Ex-deputy caught in prostitution sting wants job back

By Henry K. Lee

A former Alameda County sheriff’s deputy is fighting to get his job back after he was fired for soliciting a prostitute during a San Ramon police sting, court records show.

In October 2013, Austin Mederos, a 31-year-old Livermore resident, allegedly set up a meeting with a prostitute after responding to an ad on MyRedbook.com, a now-shuttered Bay Area website that investigators say was an online marketplace for prostitution. Mederos was off duty at the time.

Mederos, a seven-year veteran, agreed to pay the woman $60 for sex at an Extended Stay America hotel, authorities said. He greeted her with a hug, placed the money on the dresser and was then surprised by San Ramon officers who came out of hiding and put him in handcuffs, officials said. The prostitute was cooperating in the sting.

But a San Ramon police sergeant learned that Mederos was a deputy and released him, citing a penal code section that allows for the release of a suspect if there are insufficient grounds for an arrest. Authorities said Mederos admitted that he had made “probably the biggest mistake of (his) life” and did not try to use his position as a deputy to avoid responsibility.

Alameda County Sheriff Greg Ahern terminated Mederos last year on the grounds that his actions were “immoral and illegal” and reflected poorly on himself and the sheriff’s office.

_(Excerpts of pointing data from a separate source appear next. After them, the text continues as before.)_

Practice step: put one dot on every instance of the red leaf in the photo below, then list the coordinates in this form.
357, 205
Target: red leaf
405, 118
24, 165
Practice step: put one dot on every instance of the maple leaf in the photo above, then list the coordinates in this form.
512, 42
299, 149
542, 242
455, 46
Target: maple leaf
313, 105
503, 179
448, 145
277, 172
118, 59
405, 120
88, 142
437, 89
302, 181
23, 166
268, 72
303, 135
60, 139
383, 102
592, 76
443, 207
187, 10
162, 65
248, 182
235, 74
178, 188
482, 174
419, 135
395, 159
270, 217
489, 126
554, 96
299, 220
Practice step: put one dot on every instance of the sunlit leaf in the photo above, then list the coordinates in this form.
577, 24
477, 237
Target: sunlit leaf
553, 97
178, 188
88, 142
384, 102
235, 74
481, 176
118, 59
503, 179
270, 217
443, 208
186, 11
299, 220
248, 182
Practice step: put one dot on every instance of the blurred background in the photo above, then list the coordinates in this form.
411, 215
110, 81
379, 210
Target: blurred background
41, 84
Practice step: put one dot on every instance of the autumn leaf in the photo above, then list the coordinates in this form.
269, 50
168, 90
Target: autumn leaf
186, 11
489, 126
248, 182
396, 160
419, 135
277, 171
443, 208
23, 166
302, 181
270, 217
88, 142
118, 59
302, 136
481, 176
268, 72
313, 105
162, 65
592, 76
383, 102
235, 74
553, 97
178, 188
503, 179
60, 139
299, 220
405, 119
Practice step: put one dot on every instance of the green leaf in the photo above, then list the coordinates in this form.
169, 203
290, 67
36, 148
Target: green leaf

“As a peace officer, you are all the time held to the highest standards of behavior,” Ahern wrote in a letter to the deputy. “Yet, you ended up violating the same laws you are expected to uphold.”

Mederos appealed to the Alameda County Civil Service Commission, which upheld the termination on April 1 after an administrative law judge reviewed the case and sided with the sheriff.

On Friday, Mederos filed a petition in Superior Court asking a judge to set aside the commission’s ruling. He said the commission had “abused its discretion by imposing and sustaining such a severe and unconscionable punishment based upon petitioner’s conduct.”

Mederos said he needed “human interaction” after his longtime girlfriend had broken up with him, records show. He said his act of solicitation stemmed in part from his diagnosis of anxiety, which he said resulted from working at Santa Rita Jail in Dublin.

Mederos told investigators he believed his conduct was consensual and discreet because it would have been in a hotel room, and he noted that such an act would not have been illegal elsewhere, like in parts of Nevada, records show. According to investigators, Mederos “has engaged in legal solicitation for prostitution in Nevada.”

“He describes his attempt to pay money for consensual sex as not the type of 'base, vile and depraved’ conduct that 'shocks the public conscience,’” Administrative Law Judge Regina Brown wrote in her summary of the San Ramon case.

But Brown concluded that Mederos’ stance “suggests that he is negating that his conduct amounted to criminal behavior, and it appears that he is not accepting responsibility for his illegal behavior. Given his beliefs, it is highly likely that this type of behavior would have continued if he had not been caught in a prostitution sting operation.”